1. Be honest about your operations
When faced with high rates, the worst thing that you can do is try to hide your operations to get a better deal. If you hide what your services and products are, this is likely to find out through one of the regular audits that credit card processors do, which will make your situation even worse. If a processor denies you, don’t let this put you off, there are processors available that specialize in working with high-risk business that you can approach.
2. Have capital available
Capital includes assets like equipment, buildings, inventory, tools, and machinery that you use to make income. These assets show that you are well funded and a business that is operating well, giving you the ability to withstand financial turbulence. This will make credit card processors more likely to consider working with you.

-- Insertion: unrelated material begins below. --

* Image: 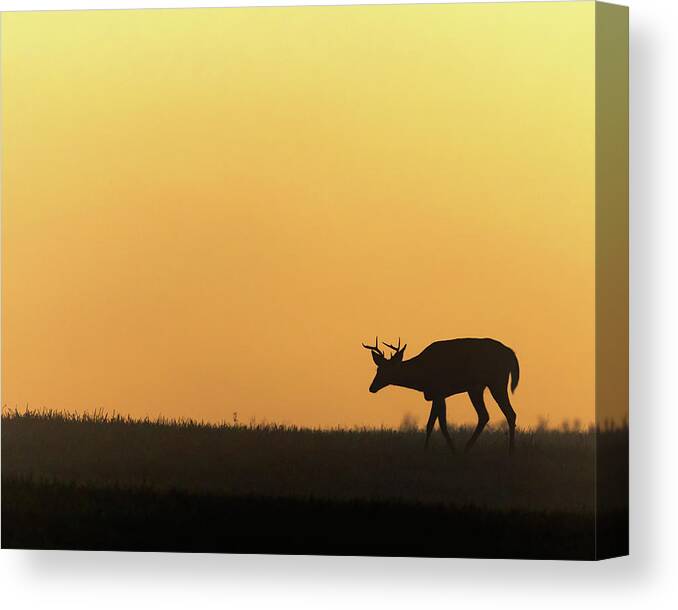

3. Show your payment processing history
As well as the capital, if you worked with a payment processor in the past, then make sure to have this information to hand, even if the last company stopped working with you. This will prove that you have a clean record with minimal fraud or chargebacks and that the previous company dropped due to perceived risk rather than real risk.
4. Don’t agree to pre-set limits
Many credit card processors with put a limit on the number of transactions that you are allowed to process, and if you go above this limit you will be charged extra. This may be ok if you are a small business, but if you think there is a chance that you will grow and the number of transactions that you’ll have to process will increase, then avoid this. Look for a partner that will allow you to increase the number of transactions to be processed with no extra charge.
5. Be prepared
This may seem counter-intuitive, but if you can always try to have two payment processors. As a high-risk business, you don’t know when you may hit a number of chargebacks that cause one of the processors to terminate your account. This is out of your control, but you can control the outcome by being prepared. With two partners, you don’t have to worry about looking for a new processor to keep working and can move all credit card transactions to your other merchant.